The dominant underwriting factor for any applicant with HSV-2 is the overall health profile - stable immune function, no opportunistic infections, no immunocompromising medications such as chronic corticosteroids or biologics, and no co-existing conditions that would independently affect mortality risk. An applicant with HSV-2, normal lab values, no immunocompromising conditions, and a healthy weight and blood pressure profile is being evaluated primarily on those broader health factors rather than on the HSV-2 diagnosis itself. Consistent, accurate disclosure across all carriers being compared is the most practical protective step - inconsistencies in what different applications say about antiviral medication use, testing history, or outbreak frequency can create issues at the underwriting stage even when the underlying health profile is favorable and would otherwise support a standard rate class offer. Keeping your disclosures aligned across all applications ensures you are comparing real, apples-to-apples pricing rather than offers built on different assumptions.

For the full instant/no-exam term life guide and a clean overview of underwriting, see: https://www.careproinsurance.com/instant-term-life-insurance

General education only; does not replace professional advice in legal, tax, or medical areas. Quotes are estimates and final eligibility/pricing depend on underwriting, carrier guidelines, and the issued policy language.
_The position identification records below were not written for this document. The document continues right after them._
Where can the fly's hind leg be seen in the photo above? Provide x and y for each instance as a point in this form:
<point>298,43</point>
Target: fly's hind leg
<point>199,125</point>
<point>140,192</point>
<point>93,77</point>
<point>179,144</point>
Frequently Asked Questions

Can I get no-exam term life insurance if I have genital herpes?

Sometimes. Many applicants can qualify depending on the overall health profile and the carrier's guidelines. Underwriting review applies and rules vary by program.

Do I have to disclose herpes on a life insurance application?

You should answer the application questions honestly and exactly as written. Misstatements can cause the offer to change or create issues later.

Why do some carriers mention HIV testing in guidelines?

Some underwriting programs use different testing or documentation standards based on risk categories and coverage amount. Exact requirements vary by carrier and program.

Will herpes automatically increase my premium?

Not necessarily. Pricing is usually based on your overall health profile and underwriting class. Carrier guidelines vary, so shopping can help.

Will I need a medical exam because of herpes?

Not always. Some applicants qualify for accelerated/no-exam paths, but additional questions or documentation can be requested depending on the program and your full application.

What is the difference between episodic and suppressive antiviral therapy for HSV-2, and does it matter in underwriting?

Episodic therapy is taken only during outbreaks; suppressive therapy is taken daily to reduce outbreak frequency. Suppressive use can be a mild indicator that outbreaks are more frequent, but on its own it does not typically move the rate class. It becomes more relevant context when combined with other health factors.

Why do some carriers require HIV testing when HSV-2 appears on an application?

HIV testing requirements are generally coverage-amount-driven protocols, not triggered specifically by HSV-2. When they appear alongside an HSV-2 application, it typically means the coverage level crossed a threshold that triggers standard testing for all applicants in that program, not that the carrier is specifically screening because of the HSV-2 history.

Does HSV-1 versus HSV-2 distinction affect underwriting?

It can, depending on how the application question is worded. Some programs categorize HSV-1 and HSV-2 separately because of differences in transmission patterns and risk profiles. Reading each question carefully and answering exactly what is asked - for the specific virus type the question references - is the correct approach.